In order to make some basic determination about where these students were mathematically that first May, MSMI had devised a test based on state sample item. In September, I actually had a parent say to me "I know you took data on my child."
Another parent who stood by as I spoke to a family asking for how I could help their child get a bit of higher content in their math class said "I heard you ask that family for their child's name and grade."
The paranoia was rampant. The push to "opt out" was so great that we were in serious jeopardy of having any way of measuring if we'd done any good, let alone if kids had learn a year's math in a year's time.
Parents no longer trust their schools. This is perhaps the biggest legacy of the politicization of civic institutions. It is earned in many cases, but probably is worse in result than even lousy curricula. It will take a long long time to fix.
On the other, sans habituation almost at the level of mass amnesia, I don't see how this gets fixed.
I remember, very clearly, the moment a few years back when our district was suddenly required to weigh students, record their weights, and report the data to Albany.
I was furious. Chris had always struggled with his weight and was very sensitive about it (he lost 50 pounds last summer and has kept it off since!): it's not as if overweight children don't know they're overweight.
And it's not as if the grown-ups passing these regulations are universally thin themselves.
Needless to say, I protested, as I always do, and, needless to say, the administration and board blew me off, as the administration and board always do. High-school students would be weighed "with sensitivity," they said. And that was that. Everyone seemed to agree that weighing students and reporting the data to Albany was a bad idea, but admin & board follow regulations, good or bad.
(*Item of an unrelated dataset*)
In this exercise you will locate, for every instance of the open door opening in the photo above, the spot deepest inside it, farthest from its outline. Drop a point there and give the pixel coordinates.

Except when they don't, of course.
The obstacle to habituation this time, as I see it: Americans believe that American schools are locally run.
Schools haven't been locally run in a very long time; superintendents speak in tongues, and bamboozled boards rubber stamp. The people vote, but the people don't get the schools they vote for.
Until now, though, parents busy with kids and jobs and volunteer work for the PTSA could lead their lives without knowing the schools aren't run by them, or that our overlords in Albany (or, even worse, Washington) don't give two figs for what we think, want, or hope.
With the constant, visible presence of Bill Gates and David Coleman and Arne Duncan and "Albany" and Washington D.C. in our lives, not-knowing has become a great deal more challenging.